A cross-subset comparison revealed no common VH CDR3 clonotypes between the 2 stereotyped subsets, thus supporting the idea that the finding of shared clonotypes between cases within the same subset reflects a true biological phenomenon rather than contamination during the experimental procedure.

Overall, 735 clonotypes were shared between all IGLV-IGLJ rearrangements with a 12-aa-long CDR3 (subset 2, n = 21; subset 169, n = 6; nonsubset, n = 3) vs only 9 that were shared between nonsubset IGLV3-21–expressing cases with an 11-aa-long CDR3 (n = 3; P < .001; however, as for the heavy chains, definitive conclusions cannot be drawn, given the great difference in the number of cases analyzed; 30 vs 3). Seventeen of 735 shared clonotypes were highly prevalent, being detected in 20 to 30 samples: 2 of these, QVWDSSSDHPWV and QVWDSGSDHPWV, were not only the most frequently used clonotypes within the entire data set, with relative frequencies of 35.3% and 28.3%, respectively, but also predominated in 12 and 10 samples, respectively (Figure 4B; full lists of the IGLV3-21 clonotypes are given in supplemental Table 11; shared clonotypes are given in supplemental Tables 12 and 13).
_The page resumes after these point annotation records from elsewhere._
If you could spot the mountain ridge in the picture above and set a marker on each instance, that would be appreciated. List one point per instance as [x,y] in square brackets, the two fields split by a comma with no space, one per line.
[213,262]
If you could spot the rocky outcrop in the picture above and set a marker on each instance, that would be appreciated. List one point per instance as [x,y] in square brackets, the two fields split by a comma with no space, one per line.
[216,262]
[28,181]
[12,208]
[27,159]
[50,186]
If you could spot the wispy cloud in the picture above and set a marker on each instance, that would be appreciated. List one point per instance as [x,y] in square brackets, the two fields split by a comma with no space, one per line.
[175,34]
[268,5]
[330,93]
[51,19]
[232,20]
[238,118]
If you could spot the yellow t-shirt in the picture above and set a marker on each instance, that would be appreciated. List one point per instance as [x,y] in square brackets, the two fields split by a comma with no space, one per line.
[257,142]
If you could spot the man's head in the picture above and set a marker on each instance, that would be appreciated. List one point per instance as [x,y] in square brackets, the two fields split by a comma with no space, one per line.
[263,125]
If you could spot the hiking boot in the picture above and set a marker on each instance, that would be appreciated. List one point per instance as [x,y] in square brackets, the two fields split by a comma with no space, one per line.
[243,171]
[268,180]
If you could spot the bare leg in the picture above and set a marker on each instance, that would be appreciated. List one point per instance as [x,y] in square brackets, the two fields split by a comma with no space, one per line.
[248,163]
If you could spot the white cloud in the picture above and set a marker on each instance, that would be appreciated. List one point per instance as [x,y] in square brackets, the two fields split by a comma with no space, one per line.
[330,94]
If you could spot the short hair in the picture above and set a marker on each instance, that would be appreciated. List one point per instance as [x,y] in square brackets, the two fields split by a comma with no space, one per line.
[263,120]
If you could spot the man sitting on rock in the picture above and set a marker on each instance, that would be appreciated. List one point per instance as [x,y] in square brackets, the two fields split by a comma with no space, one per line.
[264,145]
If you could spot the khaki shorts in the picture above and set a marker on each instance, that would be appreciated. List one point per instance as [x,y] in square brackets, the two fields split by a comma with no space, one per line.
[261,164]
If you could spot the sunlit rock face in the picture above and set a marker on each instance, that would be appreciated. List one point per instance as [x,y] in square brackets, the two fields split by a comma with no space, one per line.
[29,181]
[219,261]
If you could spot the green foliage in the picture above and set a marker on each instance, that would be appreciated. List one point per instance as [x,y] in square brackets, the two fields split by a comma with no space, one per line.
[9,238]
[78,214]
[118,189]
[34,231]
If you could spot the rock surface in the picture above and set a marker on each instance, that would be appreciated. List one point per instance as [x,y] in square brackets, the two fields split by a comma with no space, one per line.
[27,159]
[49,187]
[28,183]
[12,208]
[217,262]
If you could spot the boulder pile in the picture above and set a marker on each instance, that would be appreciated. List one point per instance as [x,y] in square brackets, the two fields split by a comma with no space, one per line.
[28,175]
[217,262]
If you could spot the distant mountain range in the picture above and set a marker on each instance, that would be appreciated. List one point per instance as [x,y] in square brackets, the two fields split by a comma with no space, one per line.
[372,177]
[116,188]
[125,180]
In subset 2, the dominant IGHV-IGHD-IGHJ clonotype displayed a median of 3662 subclones per sample (range, 191-11 041), whereas in subset 169, the dominant IGHV-IGHD-IGHJ clonotype had a median of 1803 subclones per sample (range, 1482-6116; P = .479; supplemental Tables 5 and 7). In both subsets, intraclonal diversity was also observed for the dominant IGLV3-21 clonotype of each case, with medians of 7 015 subclones per sample (range, 1 946-11 866) for subset 2 and 5 101 subclones per sample (range, 4 237-10 381) for subset 169 (P = .99). Nonsubset IGLV3-21 gene rearrangements displayed significantly (P < .05) more restricted intraclonal diversification for the dominant clonotype (median: 4163; range, 3404-4620) compared with subset 2 but did not differ in that respect from subset 169 (P = .99; supplemental Tables 6 and 7).
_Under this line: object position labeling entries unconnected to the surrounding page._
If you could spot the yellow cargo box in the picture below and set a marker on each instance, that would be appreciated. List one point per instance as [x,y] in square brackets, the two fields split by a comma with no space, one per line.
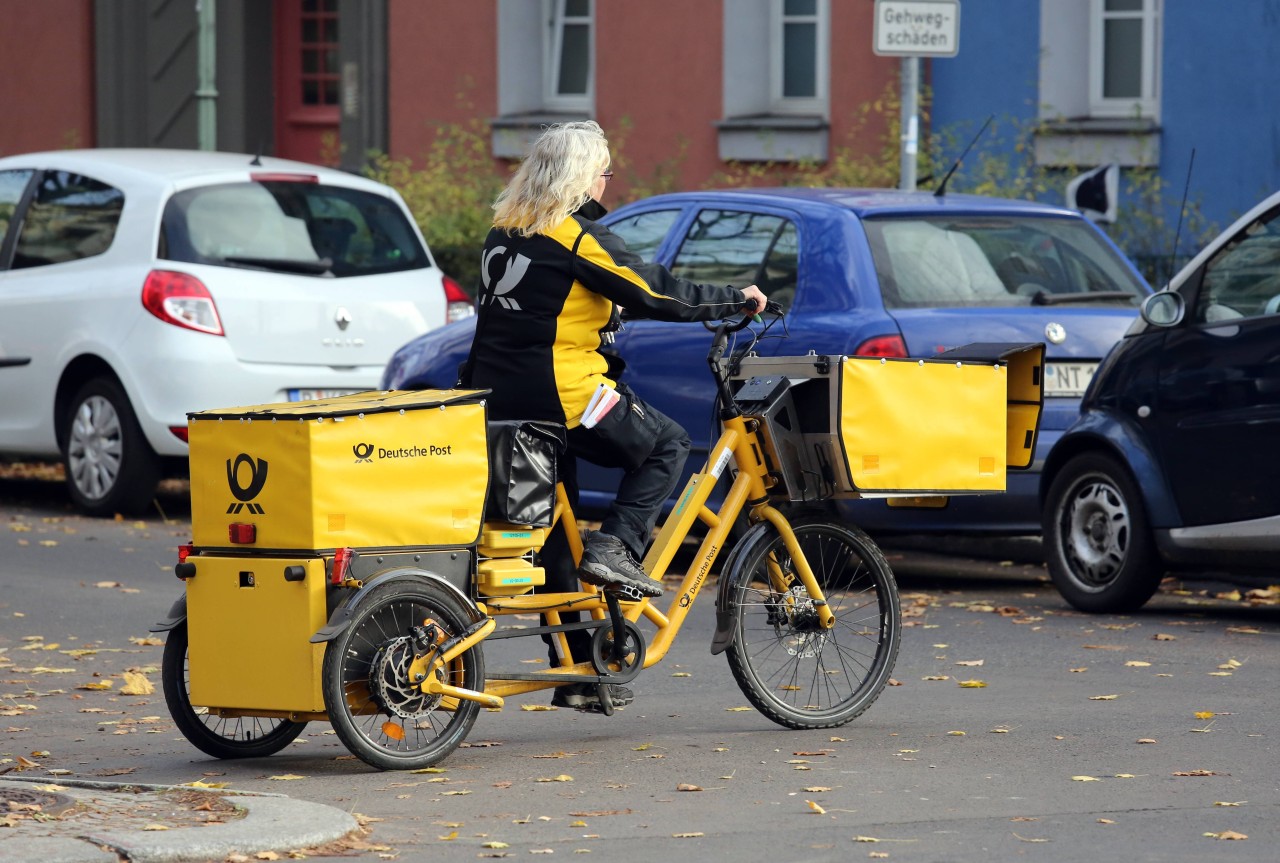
[250,622]
[370,470]
[869,427]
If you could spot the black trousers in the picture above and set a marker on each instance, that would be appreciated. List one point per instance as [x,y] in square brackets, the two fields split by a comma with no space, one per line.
[652,450]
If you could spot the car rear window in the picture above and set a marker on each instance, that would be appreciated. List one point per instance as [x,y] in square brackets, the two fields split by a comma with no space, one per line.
[950,261]
[296,227]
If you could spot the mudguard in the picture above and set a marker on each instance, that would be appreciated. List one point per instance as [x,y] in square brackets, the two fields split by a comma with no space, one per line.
[342,615]
[731,571]
[177,615]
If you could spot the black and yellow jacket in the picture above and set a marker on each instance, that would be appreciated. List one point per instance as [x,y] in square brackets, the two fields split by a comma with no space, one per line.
[548,307]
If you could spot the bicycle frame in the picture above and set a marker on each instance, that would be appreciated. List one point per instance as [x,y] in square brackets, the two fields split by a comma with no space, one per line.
[740,442]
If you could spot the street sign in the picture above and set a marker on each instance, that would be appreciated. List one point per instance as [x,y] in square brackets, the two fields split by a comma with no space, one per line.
[917,27]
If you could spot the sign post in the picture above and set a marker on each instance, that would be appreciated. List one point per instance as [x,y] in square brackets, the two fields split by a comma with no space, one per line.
[914,28]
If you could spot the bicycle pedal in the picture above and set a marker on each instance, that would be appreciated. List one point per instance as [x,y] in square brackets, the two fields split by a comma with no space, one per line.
[625,592]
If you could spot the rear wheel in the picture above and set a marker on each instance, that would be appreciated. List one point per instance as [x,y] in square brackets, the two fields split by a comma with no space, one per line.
[792,670]
[378,713]
[110,466]
[245,736]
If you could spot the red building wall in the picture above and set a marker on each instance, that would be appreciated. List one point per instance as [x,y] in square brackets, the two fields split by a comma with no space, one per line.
[46,76]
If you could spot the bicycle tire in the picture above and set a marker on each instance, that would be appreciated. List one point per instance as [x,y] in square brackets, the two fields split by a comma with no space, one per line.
[374,709]
[242,736]
[795,672]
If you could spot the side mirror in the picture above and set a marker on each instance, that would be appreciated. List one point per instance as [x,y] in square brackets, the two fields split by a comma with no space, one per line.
[1164,309]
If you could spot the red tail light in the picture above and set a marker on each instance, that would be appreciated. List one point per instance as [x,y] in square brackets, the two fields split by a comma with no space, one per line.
[182,300]
[891,346]
[341,562]
[458,302]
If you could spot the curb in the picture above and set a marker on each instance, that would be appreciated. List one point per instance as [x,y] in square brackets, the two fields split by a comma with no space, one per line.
[274,822]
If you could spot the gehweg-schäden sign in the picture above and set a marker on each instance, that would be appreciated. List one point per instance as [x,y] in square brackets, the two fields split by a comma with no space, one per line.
[917,27]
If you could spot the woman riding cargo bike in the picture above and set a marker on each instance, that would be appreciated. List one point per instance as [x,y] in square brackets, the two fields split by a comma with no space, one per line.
[352,557]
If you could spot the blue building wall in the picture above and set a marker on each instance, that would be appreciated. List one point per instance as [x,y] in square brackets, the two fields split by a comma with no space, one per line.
[1219,92]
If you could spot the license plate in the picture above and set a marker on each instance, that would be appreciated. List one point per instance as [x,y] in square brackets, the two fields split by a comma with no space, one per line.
[1068,378]
[310,395]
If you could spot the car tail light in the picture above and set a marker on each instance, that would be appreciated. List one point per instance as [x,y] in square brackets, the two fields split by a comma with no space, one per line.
[283,177]
[341,564]
[182,300]
[882,346]
[458,302]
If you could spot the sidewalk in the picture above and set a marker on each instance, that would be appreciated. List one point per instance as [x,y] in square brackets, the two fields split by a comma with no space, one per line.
[77,821]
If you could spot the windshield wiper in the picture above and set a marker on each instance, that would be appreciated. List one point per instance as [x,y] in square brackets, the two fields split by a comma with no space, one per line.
[1046,298]
[284,264]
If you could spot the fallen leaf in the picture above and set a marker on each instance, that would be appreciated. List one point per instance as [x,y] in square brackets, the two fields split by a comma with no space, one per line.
[136,684]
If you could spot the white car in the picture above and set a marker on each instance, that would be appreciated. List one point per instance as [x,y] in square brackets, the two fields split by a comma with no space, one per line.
[137,286]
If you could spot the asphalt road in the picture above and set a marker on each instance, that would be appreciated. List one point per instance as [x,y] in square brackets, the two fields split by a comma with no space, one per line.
[1139,738]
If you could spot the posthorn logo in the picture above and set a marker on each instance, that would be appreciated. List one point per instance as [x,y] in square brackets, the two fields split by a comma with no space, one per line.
[245,494]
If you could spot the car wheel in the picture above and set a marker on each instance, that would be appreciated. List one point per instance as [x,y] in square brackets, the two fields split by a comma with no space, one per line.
[110,466]
[1097,542]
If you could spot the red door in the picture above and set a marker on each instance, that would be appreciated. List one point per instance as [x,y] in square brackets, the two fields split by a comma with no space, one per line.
[306,81]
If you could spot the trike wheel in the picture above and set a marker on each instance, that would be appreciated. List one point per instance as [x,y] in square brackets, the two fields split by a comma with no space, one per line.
[792,670]
[241,736]
[375,709]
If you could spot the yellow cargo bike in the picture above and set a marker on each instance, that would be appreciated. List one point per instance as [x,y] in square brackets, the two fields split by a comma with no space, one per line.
[343,569]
Comparison of the heavy chain vs the light chain gene rearrangements within subsets 2 and 169 revealed more pronounced intraclonal diversification in the latter (P < .05 for subset 2; P = .065 for subset 169; supplemental Table 7).

Also relevant was the analysis of the IGHV-IGHD-IGHJ and IGLV-IGLJ gene junctions at the nucleotide level, which revealed the presence of convergent recombination^30-33  in all sample categories that was more pronounced in subsets 2 and 169 vs nonsubset/IGLV3-21–expressing cases, although the difference did not reach statistical significance (supplemental Figure 1; supplemental Tables 5 and 7).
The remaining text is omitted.